The company’s WaterNOx-S and Waterloo EC-P systems remove nitrogen and phosphorus, respectively, and are low-maintenance technologies that effectively trap nutrients from individual residences in challenging sites such as remote areas or cottage country. Nitrogen and phosphorus are key contributors to the growth of algal blooms.

“What’s really exciting for me is that phosphorous used to be a difficult thing to remove in sewage, especially in residential systems. There wasn’t really an easy way to add chemicals or a reactive media to take out phosphorous. Now we’re using low-energy electrochemistry,” Jowett says.

Using Jowett’s geological background and knowledge of minerals, iron is being added to react with the phosphorous, which is forming an iron-phosphate mineral.

“Iron has this nice property that it scavenges up the phosphate,” says Glasauer.

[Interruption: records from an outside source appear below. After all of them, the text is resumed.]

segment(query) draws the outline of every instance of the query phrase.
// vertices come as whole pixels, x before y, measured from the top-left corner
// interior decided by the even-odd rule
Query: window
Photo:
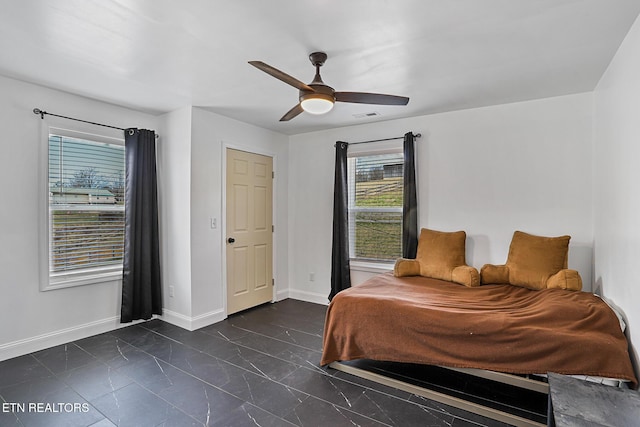
[[[49,133],[47,157],[48,288],[113,280],[124,252],[123,141]]]
[[[403,168],[401,150],[349,158],[351,259],[389,262],[402,256]]]

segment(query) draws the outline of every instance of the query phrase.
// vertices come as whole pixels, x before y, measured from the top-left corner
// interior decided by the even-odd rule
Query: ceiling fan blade
[[[336,92],[335,96],[336,101],[356,104],[407,105],[409,103],[409,98],[406,96],[384,95],[381,93]]]
[[[295,116],[297,116],[298,114],[302,113],[303,111],[304,110],[302,109],[302,106],[300,104],[297,104],[291,110],[287,111],[287,113],[284,116],[282,116],[280,121],[281,122],[288,122],[289,120],[293,119]]]
[[[289,74],[278,70],[277,68],[273,68],[271,65],[265,64],[262,61],[249,61],[249,64],[253,65],[259,70],[264,71],[270,76],[275,77],[278,80],[282,80],[288,85],[295,87],[298,90],[309,90],[311,92],[315,92],[312,87],[302,83],[300,80],[295,77],[291,77]]]

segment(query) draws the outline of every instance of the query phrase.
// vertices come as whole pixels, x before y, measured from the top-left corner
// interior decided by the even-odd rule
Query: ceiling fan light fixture
[[[300,106],[310,114],[326,114],[333,108],[334,99],[324,93],[310,93],[302,97]]]

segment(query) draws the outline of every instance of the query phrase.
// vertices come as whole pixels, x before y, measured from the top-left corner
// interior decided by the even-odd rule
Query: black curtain
[[[125,236],[120,322],[162,314],[156,135],[126,129]]]
[[[418,249],[418,197],[413,132],[404,134],[404,201],[402,205],[402,257],[414,259]]]
[[[336,142],[335,182],[333,190],[333,246],[331,249],[331,293],[329,301],[343,289],[351,287],[349,266],[349,214],[347,199],[346,142]]]

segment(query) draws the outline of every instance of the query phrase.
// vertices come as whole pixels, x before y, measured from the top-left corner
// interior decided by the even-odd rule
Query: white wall
[[[419,227],[466,230],[467,263],[506,261],[514,230],[569,234],[569,266],[592,279],[592,95],[578,94],[290,138],[290,293],[330,290],[334,142],[421,133]],[[309,274],[315,273],[315,281]]]
[[[288,297],[287,137],[190,106],[163,119],[167,135],[160,148],[165,320],[195,329],[226,317],[226,147],[274,158],[274,299]],[[212,219],[216,228],[211,226]]]
[[[162,116],[158,132],[163,316],[183,325],[191,318],[192,294],[191,106]],[[170,288],[173,296],[170,296]]]
[[[123,128],[156,129],[158,122],[147,114],[5,77],[0,77],[0,94],[0,360],[4,360],[119,326],[119,281],[40,291],[38,220],[46,207],[40,200],[41,119],[33,108]],[[108,132],[76,122],[56,123],[96,134]]]
[[[640,345],[640,21],[595,90],[595,283]],[[635,358],[638,359],[637,352]]]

Copyright: Waterloo Biofilter

Craig Jowett (Waterloo Biofilter) and Irina Solntseva (University of Guelph) sampling pore water from the NOx-LS system removing all nitrate entering it, now being designed for residential and commercial systems in Ontario.

“Our system is unique in that we want to make an insoluble mineral downstream in the leach field, or the biofilter or sand filter, rather than making a phosphorus-rich sludge,” Jowaett says. “A sludge has to be pumped out more frequently and then you have to find somewhere to take it — which can be difficult for an island or cottage,” he adds.

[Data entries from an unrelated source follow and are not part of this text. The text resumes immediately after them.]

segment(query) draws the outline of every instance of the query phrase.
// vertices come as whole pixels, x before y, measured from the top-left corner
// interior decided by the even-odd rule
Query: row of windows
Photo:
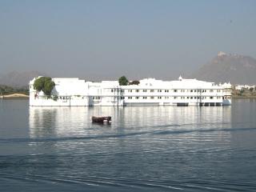
[[[128,92],[128,93],[139,93],[139,92],[143,92],[143,93],[146,93],[146,92],[150,92],[150,93],[154,93],[154,92],[158,92],[158,93],[162,93],[162,92],[165,92],[165,93],[169,93],[171,92],[173,90],[173,92],[177,93],[177,92],[198,92],[198,93],[206,93],[206,92],[216,92],[219,93],[222,91],[222,90],[126,90],[125,92]],[[113,92],[113,90],[111,90],[111,92]],[[124,92],[123,90],[121,90],[121,92]]]
[[[122,98],[122,97],[121,97]],[[154,98],[158,98],[158,99],[168,99],[169,98],[171,98],[172,97],[126,97],[128,99],[139,99],[139,98],[142,98],[142,99],[147,99],[147,98],[150,98],[150,99],[154,99]],[[122,99],[124,99],[125,97],[122,97]],[[200,99],[200,97],[173,97],[174,99]],[[201,99],[214,99],[214,98],[217,98],[217,99],[230,99],[231,97],[201,97]]]
[[[82,97],[82,98],[85,98],[86,97]],[[154,99],[154,98],[158,98],[158,99],[169,99],[169,98],[171,98],[172,97],[123,97],[122,96],[120,98],[121,99],[125,99],[125,98],[128,98],[128,99],[140,99],[140,98],[142,98],[142,99],[148,99],[148,98],[150,98],[150,99]],[[70,99],[70,97],[59,97],[58,98],[59,99]],[[95,97],[93,97],[92,98],[94,100],[99,100],[101,99],[101,97],[99,96],[95,96]],[[173,97],[173,98],[174,99],[200,99],[200,97]],[[222,98],[222,99],[230,99],[231,97],[230,96],[225,96],[225,97],[220,97],[220,96],[217,96],[217,97],[201,97],[201,99],[207,99],[207,98],[210,98],[210,99],[214,99],[214,98],[217,98],[217,99],[220,99],[220,98]]]

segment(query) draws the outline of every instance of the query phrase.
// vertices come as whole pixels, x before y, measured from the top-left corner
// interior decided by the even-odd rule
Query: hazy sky
[[[218,51],[256,58],[256,1],[0,1],[0,73],[173,79]]]

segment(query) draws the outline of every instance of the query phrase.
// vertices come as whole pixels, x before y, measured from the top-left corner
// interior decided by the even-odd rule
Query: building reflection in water
[[[91,116],[112,116],[106,126],[91,123]],[[231,126],[231,106],[177,107],[30,107],[31,138],[88,136],[130,131],[190,130]]]

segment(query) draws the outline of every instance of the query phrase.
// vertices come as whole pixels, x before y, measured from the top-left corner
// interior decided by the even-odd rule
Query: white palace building
[[[30,106],[226,106],[231,105],[231,85],[197,79],[162,81],[145,78],[138,85],[119,86],[118,81],[86,82],[78,78],[53,78],[52,95],[34,89],[30,82]]]

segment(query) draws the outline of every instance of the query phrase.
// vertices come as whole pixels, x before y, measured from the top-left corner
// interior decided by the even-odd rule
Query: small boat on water
[[[91,121],[92,121],[92,122],[97,122],[97,123],[104,123],[104,122],[110,123],[111,122],[111,117],[110,116],[106,116],[106,117],[92,116]]]

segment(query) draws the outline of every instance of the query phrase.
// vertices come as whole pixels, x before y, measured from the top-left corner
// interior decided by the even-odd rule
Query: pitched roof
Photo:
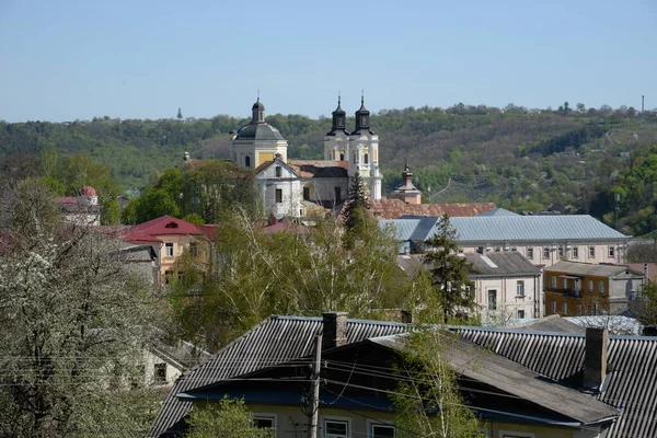
[[[493,203],[406,204],[401,199],[381,198],[371,201],[370,211],[377,219],[399,219],[402,216],[477,216],[494,208]]]
[[[460,335],[515,362],[567,383],[580,376],[584,367],[585,336],[460,327]],[[623,410],[608,438],[657,437],[657,337],[609,336],[608,373],[601,402]]]
[[[302,178],[349,177],[346,161],[288,160],[287,164]]]
[[[625,265],[595,264],[561,261],[545,267],[546,272],[568,273],[573,275],[592,275],[597,277],[615,277],[618,275],[643,276]]]
[[[505,253],[472,253],[463,254],[471,264],[469,274],[472,276],[491,277],[508,275],[540,276],[541,269],[516,251]]]

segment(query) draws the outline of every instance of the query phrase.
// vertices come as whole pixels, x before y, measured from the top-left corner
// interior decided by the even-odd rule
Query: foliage
[[[270,314],[320,315],[414,308],[414,289],[396,266],[396,244],[370,219],[353,250],[339,244],[342,226],[316,219],[312,229],[289,224],[266,233],[238,209],[218,230],[211,270],[183,263],[185,284],[171,296],[183,335],[215,349]]]
[[[36,178],[5,193],[13,218],[0,253],[0,436],[146,431],[145,327],[159,309],[117,244],[57,221]]]
[[[218,403],[195,406],[187,419],[186,438],[265,438],[273,431],[254,426],[243,400],[224,396]]]
[[[436,233],[426,241],[424,263],[429,266],[434,291],[443,313],[443,322],[464,322],[475,310],[474,284],[468,278],[468,261],[459,255],[457,233],[443,216]]]
[[[397,366],[400,383],[395,424],[400,437],[481,437],[479,422],[459,391],[458,377],[443,351],[456,342],[438,330],[408,334],[403,361]]]
[[[370,208],[368,188],[356,172],[349,181],[347,191],[347,200],[344,207],[345,234],[344,245],[347,249],[353,249],[356,244],[358,235],[362,232],[368,220],[367,210]]]

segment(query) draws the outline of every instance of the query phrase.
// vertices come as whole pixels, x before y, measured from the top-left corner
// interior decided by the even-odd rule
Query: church
[[[324,136],[323,160],[288,160],[288,142],[265,120],[260,97],[251,111],[251,123],[232,140],[230,158],[253,170],[266,215],[299,218],[320,208],[338,212],[356,173],[368,187],[370,199],[381,199],[379,136],[370,127],[370,112],[362,96],[354,130],[347,129],[347,115],[338,97],[331,130]]]

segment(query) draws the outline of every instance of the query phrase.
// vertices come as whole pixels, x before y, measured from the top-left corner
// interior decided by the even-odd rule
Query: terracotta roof
[[[287,165],[302,178],[349,176],[347,173],[349,163],[346,161],[289,160]]]
[[[483,204],[406,204],[401,199],[382,198],[372,200],[370,211],[377,219],[399,219],[402,216],[471,217],[496,207],[493,203]]]

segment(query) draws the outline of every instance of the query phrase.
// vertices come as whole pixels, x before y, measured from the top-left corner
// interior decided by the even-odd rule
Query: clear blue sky
[[[0,119],[657,107],[657,0],[0,0]]]

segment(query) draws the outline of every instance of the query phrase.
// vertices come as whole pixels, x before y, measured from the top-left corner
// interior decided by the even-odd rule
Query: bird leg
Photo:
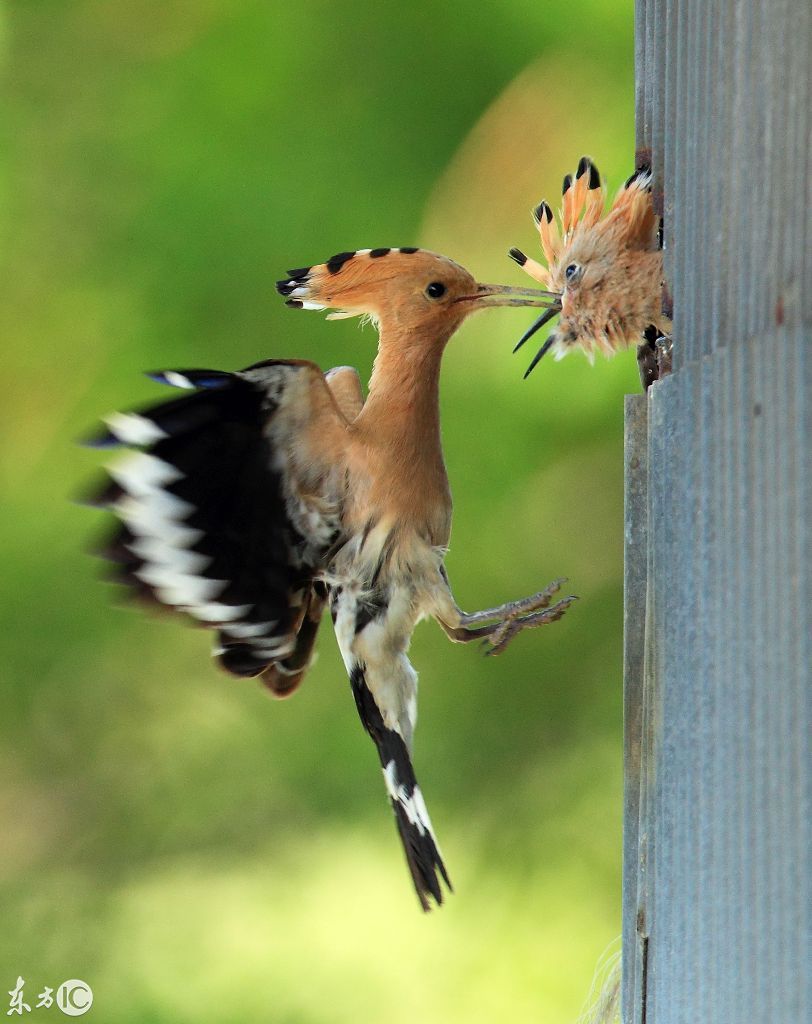
[[[524,629],[554,623],[566,611],[575,597],[564,597],[551,606],[553,595],[560,589],[564,580],[554,580],[544,590],[530,597],[518,601],[508,601],[494,608],[481,611],[464,612],[456,604],[453,616],[454,625],[438,618],[446,636],[456,643],[469,643],[472,640],[486,640],[489,645],[488,654],[501,654],[510,641]],[[451,596],[451,592],[450,596]],[[448,616],[451,617],[451,616]],[[479,626],[480,623],[487,625]]]

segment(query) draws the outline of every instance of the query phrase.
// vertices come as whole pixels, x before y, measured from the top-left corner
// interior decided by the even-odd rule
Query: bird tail
[[[384,723],[381,710],[367,685],[362,666],[356,665],[353,668],[350,683],[360,720],[378,749],[386,792],[394,811],[420,905],[424,910],[430,910],[431,899],[438,906],[442,903],[440,880],[445,883],[450,892],[454,890],[434,837],[423,794],[415,778],[409,749],[400,733]]]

With an iron-phosphate mineral precipitating, Jowett says, there is also the opportunity to recover it and reuse it if desired.

As part of the focus on nitrogen removal, system optimization will be a key focus of the overall project in a bid to form the mineral gypsum to help understand the behaviour of sulphate in the water following treatment.

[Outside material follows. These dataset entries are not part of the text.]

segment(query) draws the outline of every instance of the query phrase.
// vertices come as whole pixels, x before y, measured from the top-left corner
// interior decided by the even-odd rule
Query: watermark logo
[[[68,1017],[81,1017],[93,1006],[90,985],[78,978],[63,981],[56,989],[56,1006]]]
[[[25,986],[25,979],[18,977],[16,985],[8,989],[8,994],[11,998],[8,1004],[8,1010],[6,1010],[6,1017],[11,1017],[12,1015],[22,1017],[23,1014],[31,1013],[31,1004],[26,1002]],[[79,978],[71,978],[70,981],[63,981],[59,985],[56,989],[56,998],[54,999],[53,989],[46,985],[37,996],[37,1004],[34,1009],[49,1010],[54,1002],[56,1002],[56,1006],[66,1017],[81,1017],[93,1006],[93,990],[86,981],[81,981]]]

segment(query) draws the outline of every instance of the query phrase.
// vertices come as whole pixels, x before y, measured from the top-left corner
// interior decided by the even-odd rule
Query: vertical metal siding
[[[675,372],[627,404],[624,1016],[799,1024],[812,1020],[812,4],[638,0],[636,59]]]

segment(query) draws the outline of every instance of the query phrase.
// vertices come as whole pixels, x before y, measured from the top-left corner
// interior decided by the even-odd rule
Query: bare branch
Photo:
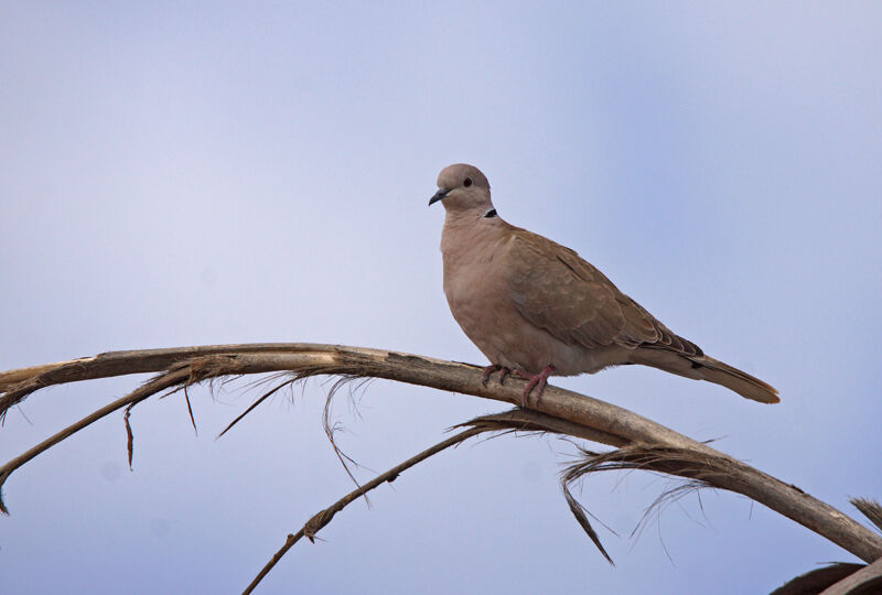
[[[297,543],[298,541],[300,541],[301,538],[304,537],[310,541],[314,541],[315,533],[318,533],[327,523],[330,523],[331,519],[334,518],[334,515],[346,508],[346,506],[352,504],[354,500],[356,500],[361,496],[366,496],[368,491],[381,486],[386,482],[389,483],[395,482],[404,470],[409,469],[413,465],[417,465],[426,461],[430,456],[438,454],[445,448],[450,448],[451,446],[455,446],[469,440],[470,437],[486,431],[487,430],[481,428],[472,428],[470,430],[460,432],[459,434],[451,436],[444,441],[441,441],[434,446],[422,451],[421,453],[408,458],[407,461],[405,461],[399,465],[396,465],[386,473],[379,474],[370,482],[367,482],[364,486],[359,486],[358,488],[352,490],[346,496],[344,496],[336,502],[332,504],[324,510],[321,510],[320,512],[315,513],[310,520],[306,521],[306,523],[300,529],[300,531],[298,531],[294,534],[288,536],[288,539],[284,540],[284,545],[279,548],[279,551],[277,551],[272,555],[270,561],[267,562],[267,565],[260,570],[257,576],[255,576],[255,580],[251,581],[251,583],[247,587],[245,587],[245,591],[243,591],[243,595],[251,593],[258,585],[258,583],[260,583],[260,581],[262,581],[263,577],[267,574],[269,574],[269,571],[271,571],[272,567],[279,562],[279,560],[281,560],[286,553],[288,553],[288,550],[290,550],[294,545],[294,543]]]
[[[164,371],[142,388],[161,382],[180,388],[206,379],[288,370],[298,377],[337,375],[375,377],[422,385],[440,390],[518,404],[524,385],[512,379],[505,386],[483,386],[481,368],[409,354],[314,344],[258,344],[116,351],[0,375],[0,415],[35,390],[125,374]],[[140,390],[140,389],[139,389]],[[115,401],[43,444],[0,467],[0,485],[15,468],[107,413],[155,393],[132,392]],[[682,477],[699,474],[714,487],[747,496],[826,537],[858,558],[872,562],[882,556],[882,537],[835,508],[813,498],[707,444],[657,424],[620,407],[577,392],[549,387],[533,409],[550,418],[583,426],[590,440],[613,446],[643,446],[673,459],[656,461],[656,470]],[[578,434],[577,434],[578,435]],[[689,463],[684,465],[684,454]],[[691,474],[691,475],[690,475]]]
[[[882,531],[882,505],[870,498],[851,498],[849,501]]]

“You do that by combining the sulphate with calcium,” Glasauer says. “The question is do we need to add more calcium to try to force the system to produce gypsum so there’s less sulphate in the water,” she notes.

Both Jowett and Glasauer agree that partnerships like theirs, with backing by funding programs such as AWT, are a win-win for all parties.

“I think people outside the country don’t realize the extent to which Canadian researchers depend on industry and these partnerships,” Glasauer says, adding that working with Jowett has been particularly rewarding since “he’s a researcher at heart and understands the need to do things in a rigorous way.”

Jowett, a former University of Waterloo research professor, says he has been able to do much of the science-related work himself in the past, but working with Glasauer and the University of Guelph offers much-needed guidance when it comes to things like regulatory approvals.

“When we need certain expertise, like getting approvals for reusing this material as a fertilizing soil amendment, you need a body like the University of Guelph to test it and make sure it’s okay. You have to get regulatory approval, and it can be very time-consuming,” he says.

Ultimately, Glasauer says she’d like to see Waterloo Biofilter’s systems implemented on a wider scale. “To see these being installed and seeing the ecosystems rebound — I think that would be amazing”, she says.

That potential for broader acceptance has just got a boost from a competition in the United States. Waterloo Biofilter’s EC-P system has recently been selected as one of 15 finalists for Stage 1 in the George Barley Water Prize. The prize, which culminates in a $10 million grand prize for a technology capable of removing and recovering phosphorus from freshwater bodies, is hosted by Florida’s Everglades Foundation. As it enters the next stage, the competition will certainly raise the profile of this Ontario technology!